労災保険法11条に、労災保険給付を受ける権利を有する者が死亡した場合の規定があります。
未支給の労災保険給付を請求できる人
死亡した者に支給すべき保険給付で、まだ支給されていない給付がある場合、配偶者・子・父母・孫・祖父母・兄弟姉妹で、その者と生計を同じくしていた者は、自己の名で未支給の労災保険給付を請求することができます。
生計を同じく
遺族(補償)年金の支給要件である生計維持関係とは異なります。
遺族補償年金の支給要件の生計維持関係については、以下の記事参照
遺族補償年金と異なり、生計を維持されている必要はありません。生計を維持されていた場合は、生計を同じくしていると推定されます。
自己の名で
死亡した労働者が亡くなる前に労災保険給付を請求していなかったときも、自己の名で労災保険給付を請求することができるとされています(労災保険法11条2項)。
請求権者の順位
未支給の労災保険給付の請求権者の順位は、①配偶者→②子→③父母→④孫→⑤祖父母又は兄弟姉妹の順です。

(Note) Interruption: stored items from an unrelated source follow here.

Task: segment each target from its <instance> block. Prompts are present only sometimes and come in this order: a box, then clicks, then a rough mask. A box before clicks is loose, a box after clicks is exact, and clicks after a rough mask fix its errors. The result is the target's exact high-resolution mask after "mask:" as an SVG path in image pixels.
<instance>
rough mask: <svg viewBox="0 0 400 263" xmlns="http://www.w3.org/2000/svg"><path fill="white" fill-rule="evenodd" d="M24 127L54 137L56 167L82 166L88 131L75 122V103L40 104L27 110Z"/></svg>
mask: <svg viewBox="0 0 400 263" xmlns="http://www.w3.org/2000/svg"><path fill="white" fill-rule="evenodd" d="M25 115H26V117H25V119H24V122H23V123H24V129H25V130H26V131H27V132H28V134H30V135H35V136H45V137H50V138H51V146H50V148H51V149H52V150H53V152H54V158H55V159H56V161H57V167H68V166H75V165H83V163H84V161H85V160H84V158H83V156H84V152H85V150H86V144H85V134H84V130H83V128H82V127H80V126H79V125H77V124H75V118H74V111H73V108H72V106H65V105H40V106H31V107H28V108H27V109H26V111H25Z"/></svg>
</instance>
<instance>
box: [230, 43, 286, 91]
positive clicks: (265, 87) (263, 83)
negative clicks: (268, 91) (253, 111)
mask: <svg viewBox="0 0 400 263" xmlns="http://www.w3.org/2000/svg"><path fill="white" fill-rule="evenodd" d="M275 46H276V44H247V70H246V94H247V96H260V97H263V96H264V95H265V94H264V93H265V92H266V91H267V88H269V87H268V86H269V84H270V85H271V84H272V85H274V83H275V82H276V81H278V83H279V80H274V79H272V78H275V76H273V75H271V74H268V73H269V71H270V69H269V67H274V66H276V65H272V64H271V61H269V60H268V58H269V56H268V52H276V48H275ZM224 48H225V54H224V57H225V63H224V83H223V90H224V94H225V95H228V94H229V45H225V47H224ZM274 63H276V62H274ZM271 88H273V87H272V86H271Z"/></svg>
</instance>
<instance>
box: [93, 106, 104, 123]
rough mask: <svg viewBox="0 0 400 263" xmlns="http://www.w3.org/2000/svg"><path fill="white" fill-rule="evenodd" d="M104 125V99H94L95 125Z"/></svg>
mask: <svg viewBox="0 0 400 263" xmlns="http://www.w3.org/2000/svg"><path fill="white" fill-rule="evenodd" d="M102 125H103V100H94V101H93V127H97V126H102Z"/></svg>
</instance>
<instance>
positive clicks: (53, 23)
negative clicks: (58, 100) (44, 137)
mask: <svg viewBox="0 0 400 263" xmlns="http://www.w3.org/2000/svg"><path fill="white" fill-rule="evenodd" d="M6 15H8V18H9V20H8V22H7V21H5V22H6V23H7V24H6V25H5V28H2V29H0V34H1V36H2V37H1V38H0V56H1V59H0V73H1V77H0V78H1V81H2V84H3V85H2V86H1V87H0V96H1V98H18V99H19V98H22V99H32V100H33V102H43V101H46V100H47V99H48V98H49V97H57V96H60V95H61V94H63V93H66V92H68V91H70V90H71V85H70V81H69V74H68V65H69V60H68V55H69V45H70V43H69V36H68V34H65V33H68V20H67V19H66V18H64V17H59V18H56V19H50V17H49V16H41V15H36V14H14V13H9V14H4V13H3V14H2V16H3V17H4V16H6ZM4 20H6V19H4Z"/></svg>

未支給の労災保険給付が、遺族(補償)年金の場合の順位は、①配偶者→②子→③父母→④孫→⑤祖父母→⑥兄弟姉妹の順です。
同順位の請求権者が複数いる場合
同順位の者が二人以上いる場合、そのうちの一人が行った請求は、全員のために全額について請求したとみなされ、一人に対して行った支給は全員に対して行ったとみなされます(労災保険法11条4項)。
労災保険法はこのように規定してますが、請求人の人数に応じて等分して支給することが禁止されているわけではありません。